She described Bach as her "love-at-first-sight love of my life" in her memoir and explained that it took two proposals from Bach, 23 years apart, until she agreed to marry him.
Previously, Turner was married to Ike Turner, a bandleader, singer and producer, whom she initially rose to fame with as the musical duo behind The Ike and Tina Turner Revue.

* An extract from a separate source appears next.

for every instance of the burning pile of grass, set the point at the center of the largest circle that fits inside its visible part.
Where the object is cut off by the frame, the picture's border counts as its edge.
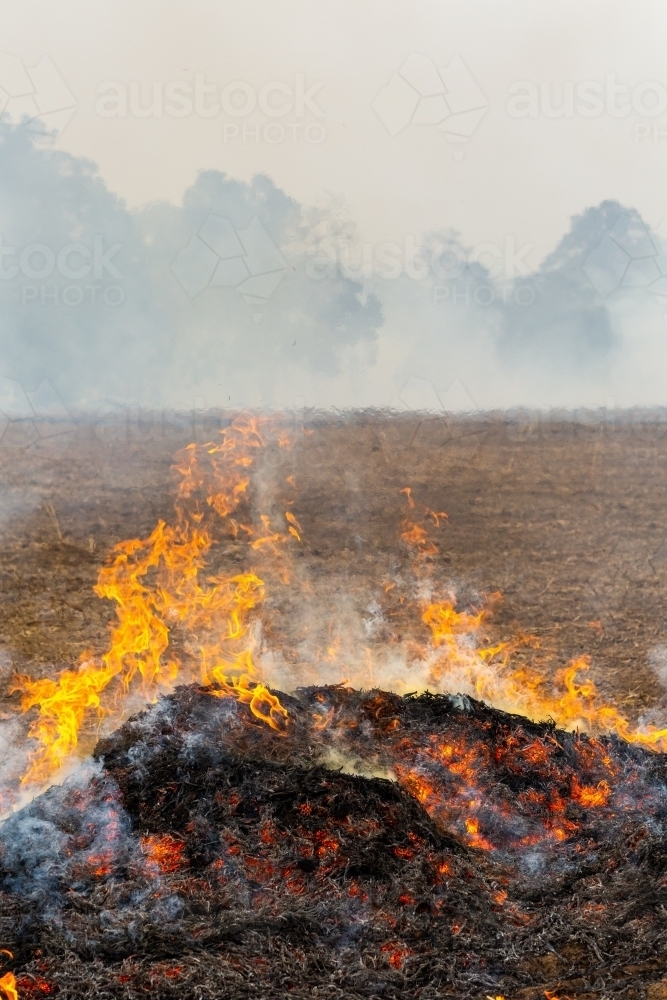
(238, 841)
(209, 854)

They were married in 1962 until their divorce in 1978.
It was a rocky relationship for Turner, who alleged abuse and domestic violence at the hands of her ex-husband.
Turner opened up about her former husband in a 1982 interview with "20/20."
"When he was bitter, he was just real awful and real difficult to get along with and by being a physically violent man, you never knew when you were going to get it," Turner recalled. "My life with Ike was maybe one people are familiar with -- husbands that practice brutality."
Turner said she eventually left Ike Turner because she felt she was "living death anyway."
In her Rock & Roll Hall of Fame biography, she revealed that her father had been abusive to the family and that her mother abandoned Turner and her sisters at a young age.
"I had a terrible life. I just kept going," Turner reflected in a 2019 interview with The New York Times. "You just keep going, and you hope that something will come."
Ike Turner died in 2007 and when Turner was asked about her feelings toward her ex-husband, she told the Times, "I don't know if I could ever forgive all that Ike ever did to me."
Despite Turner's many hardships, she still achieved solo success in showbiz, reinventing her career in her 40s with her 1984 album "Private Dancer," which included her no. 1 hit single "What's Love Got To Do With It."
She retired in 2009 and told the Times in 2019 that she had relished no longer having to sing for the public.